Some 96% of women start breastfeeding after the birth, but just 15% are still doing so at six months, most likely because supportive policies in workplaces are uncommon. The purpose of our study was to assess the prevalence of good policies to support breastfeeding and to prompt advocacy.
However, we were not able to tell the story of hundreds of women across Australia who have to ‘make do’ when it comes to breastfeeding at work. The University ethics committee thought our citizen science project was risky. Women were asked to share anonymised photos on the project website of where breastfeeding, or expressing milk, in their workplace would take place. But after reading all risk warnings and consent conditions imposed by the ethics committee very few women took part.
While 234 women liked the project’s Facebook page, only nine women ended up sharing photos. Kellie was not one of them. We learned about her through the ABA as we were co-designing the study. Her photo would have been disqualified because she was in it. We were happy to exclude people from photos, we just wanted them to show us photos of where they are expected to breastfeed. Good facilities would be a private lounge area and fridge, like the ABA has been able to get into some large public sector and corporate workplaces. But more likely, in smaller workplaces, we were expecting photos of places like bathrooms, car parks, tea rooms and storage areas.
We believe the real dampener on participation was the ethics committee requirement that employers had to give permission for the photos to be taken. In eight different places we had to state the ‘risk’ participants were taking on if they did not secure permission. But we saw the possible harms and their likelihood very differently. In our view, the small possibility a woman would be admonished for taking a photo of an office or toilet cubicle (in contravention of any workplace photography policy) had to be balanced against the more certain probability that she would feel demeaned or embarrassed to have to ask permission to do so.
Public Health Ethics has recently published our case study ‘The risk management practices of health research ethics committees may undermine citizen science to address basic human rights’. We hope this will help prompt a wider conversation and sharing of experience from citizen science. We hope ethics policies in population health will be reviewed.

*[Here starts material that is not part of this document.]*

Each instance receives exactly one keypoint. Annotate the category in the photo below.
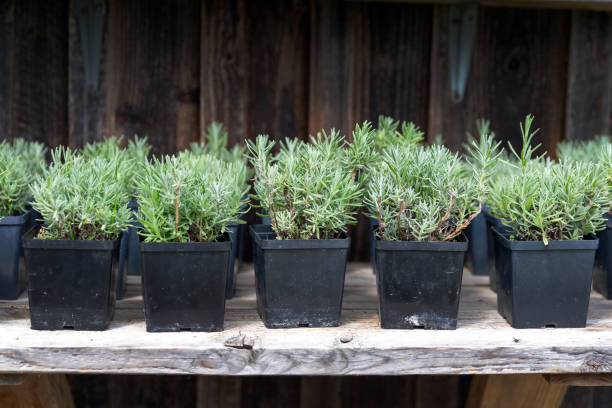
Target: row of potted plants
(422, 199)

Don’t mistake me, the people on our ethics committee were just trying to do what they saw as right. But to get things ‘right’ ethics scholars have suggested that we need a more retrospective review of research and learning from real-world experience. We’ve invited our ethics committee to join us now in that. We’ll never get stories from the margins, where we have a real duty of care, if we keep making it so hard for people to tell them.